Many politicians want to appear to be for higher academic standards but at the same time polish their political prospects with critics of change. Thus, they are in favor of higher standards but argue it is the fault of school administrators that the changes are poorly implemented.
That’s the line of attack often in this era of Common Core, the new and higher academic standards developed by the states and implemented — sometimes well, and sometimes poorly — in Louisiana schools over the past few years.
In a new report on education improvements in recent years, the Council for a Better Louisiana takes aim at the notion of “poor implementation” during the tumultuous debate over Common Core.
The large scale of changes that were begun several years ago — Common Core was officially adopted in 2010 — required years of planning, training and other changes at the district and school levels.

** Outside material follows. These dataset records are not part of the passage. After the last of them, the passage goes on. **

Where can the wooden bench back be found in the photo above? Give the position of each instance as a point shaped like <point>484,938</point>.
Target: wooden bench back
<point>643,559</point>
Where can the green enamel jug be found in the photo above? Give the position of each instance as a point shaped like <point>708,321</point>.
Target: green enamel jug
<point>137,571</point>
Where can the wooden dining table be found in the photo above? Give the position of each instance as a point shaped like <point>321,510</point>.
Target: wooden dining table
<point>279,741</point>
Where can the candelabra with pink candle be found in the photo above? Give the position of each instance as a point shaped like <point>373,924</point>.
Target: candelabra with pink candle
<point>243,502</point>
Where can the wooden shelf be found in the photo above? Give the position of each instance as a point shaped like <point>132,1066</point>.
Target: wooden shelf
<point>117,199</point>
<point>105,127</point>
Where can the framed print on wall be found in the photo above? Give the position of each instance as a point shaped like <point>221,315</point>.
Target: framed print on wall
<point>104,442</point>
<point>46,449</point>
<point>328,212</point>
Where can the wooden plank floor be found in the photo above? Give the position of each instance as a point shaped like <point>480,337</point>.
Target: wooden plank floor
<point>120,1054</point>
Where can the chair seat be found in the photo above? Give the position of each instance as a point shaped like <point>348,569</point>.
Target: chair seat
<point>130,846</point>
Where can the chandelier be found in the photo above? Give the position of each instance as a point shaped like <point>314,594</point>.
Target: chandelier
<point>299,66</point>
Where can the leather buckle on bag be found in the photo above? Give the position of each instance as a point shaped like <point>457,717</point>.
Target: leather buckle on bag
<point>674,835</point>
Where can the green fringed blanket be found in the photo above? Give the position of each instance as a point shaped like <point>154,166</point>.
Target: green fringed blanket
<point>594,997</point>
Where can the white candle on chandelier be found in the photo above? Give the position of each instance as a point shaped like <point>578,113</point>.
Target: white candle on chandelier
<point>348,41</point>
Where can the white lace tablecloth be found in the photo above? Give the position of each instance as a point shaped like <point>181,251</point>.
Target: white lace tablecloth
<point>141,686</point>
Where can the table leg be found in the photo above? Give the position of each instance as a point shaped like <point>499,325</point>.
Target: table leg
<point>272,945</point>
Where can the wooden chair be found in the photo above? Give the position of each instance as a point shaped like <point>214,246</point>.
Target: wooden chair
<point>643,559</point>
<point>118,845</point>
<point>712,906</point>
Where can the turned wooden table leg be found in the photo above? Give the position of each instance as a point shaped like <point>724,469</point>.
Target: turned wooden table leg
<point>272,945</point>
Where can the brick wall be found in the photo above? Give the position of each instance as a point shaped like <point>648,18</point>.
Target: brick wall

“Challenges were many,” CABL said. “Local school boards and districts are primarily responsible for implementing these changes through planning and professional development with principals and teachers, choosing and upgrading curricula and technology, analyzing data, informing parents and ensuring strong school leaders.”
That’s a lot, and the state Department of Education also had a role in implementation, CABL pointed out. The state stepped up its role by working with systems on these changes.
What the state could not do was implement the new standards on its own. To hear critics of Common Core argue that it’s the state’s fault that districts didn’t do their jobs is a profound distortion of what CABL called the legitimate problem of implementation: “Some schools and district have shown extraordinary leadership for their students and teachers, acted quickly and have moved ahead — making achievement gains and offering state-of-the-art high school programs. Some districts, for a variety of reasons, fell behind but are now catching up.”
We agree with CABL that the state as a whole cannot step back from what is inevitably going to be a process of several years of moving to higher standards.
But during the heat of an election season, it’s easy to criticize implementation, instead of trying to make the logically untenable arguments against Common Core standards directly. These range from teacher unions against testing and accountability in general to the far-right fantasy of Common Core as a national plot against local control of education.
It’s easy to blame the state for failing implementation. That’s convenient, but it dodges the fact that it is local districts and schools who were in charge of implementation, and got years of notice that new standards would be required.
In this debate, issues of direct responsibility are fudged, so that Common Core can be criticized when the real target of the critics is accountability, requiring schools to be responsible for improving academic performance in the classroom.